CyAmast, an IoT security spinout company from UNSW, has scored $1.3m funding from IP Group.
Dr Hassan Habibi and his research team from UNSW’s School of Electrical Engineering and Telecommunications founded CyAmast in May 2020 to commercialise software that is claimed to protect large networks of IoT devices from cyber-attacks in a scalable, cost-effective way.
According to UNSW, “CyAmast software continuously monitors network traffic and intelligently detects deviations from intended IoT behaviours. … Using CyAmast solutions, customers can identify, detect and classify all IoT devices on their network, profile and model their behaviour, and detect and quarantine any deviation from what’s expected.”
Habibi said CyAmast’s solution was far more flexible, scalable and cost-effective than traditional approaches to determining attacks on IoT systems, which inspect individual packets of data to determine threat signatures and then blacklist them.
“Traditional methods of detecting malicious traffic are bundled, static, and inflexible, and thus do not suffice for the growing diversity of attacks on increasing numbers of insecure IoT devices,” he said.
“These attack-signature-based solutions are increasingly being defeated as they can’t keep up with the increasing percentage of network traffic that’s encrypted and therefore can’t be opened and inspected.
Security through behaviour monitoring
“They also have poor resilience to morphed attacks that can render known signatures useless.

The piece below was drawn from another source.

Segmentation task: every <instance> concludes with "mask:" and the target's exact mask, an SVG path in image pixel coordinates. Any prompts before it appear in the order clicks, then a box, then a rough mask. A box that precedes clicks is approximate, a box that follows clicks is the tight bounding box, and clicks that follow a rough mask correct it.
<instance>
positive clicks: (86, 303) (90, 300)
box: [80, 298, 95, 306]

Inspecting individual packets can also be prohibitively expensive.
“Our technology develops a model of expected behaviours for each device, based on the manufacturer’s specifications. The model is enriched with our patented, real-time artificial intelligence-based algorithms, to check data flows against expected behaviours.”
IP Group managing director in Australia, Michael Molinari said CyAmast’s approach was ground-breaking.
“The use of IoT devices and sensors is growing exponentially, and as organisations’ networks expand, it’s increasingly difficult to track these assets and secure them. Dr Habibi and his team have developed technology that enables operators of smart environments – like enterprise campuses, commercial buildings, industrial facilities and airports – to rapidly identify every IoT device connected to their network and continuously monitor each one and ensure that it’s functioning normally,” he said.
Similar approaches?
However, CyAmast is not the only company claiming to implement IoT security by identifying normal behaviour and detecting aberrations.
As IoTAustralia reported recently, Nozomi Networks, which recently partnered with Australian cyber security specialist Cyber Partners, claims a similar approach.
Nozomi Networks’ chief product officer and founder Andrea Carcano told IoTAustralia earlier this year that the company’s technology scanned customers’ networks to find connected devices, discover how they operate and then identify any abnormal behaviour, without needing any prior information on devices.
In 2017, Corey Bodzin, VP product operations, for Tenable Network Security told IoTAustralia that Tenable’s Nessus Network Monitor and Tenable.io platform relied on monitoring traffic to and from devices and used its stored information on a very wide range of devices in order to identify devices and detect abnormal behaviour.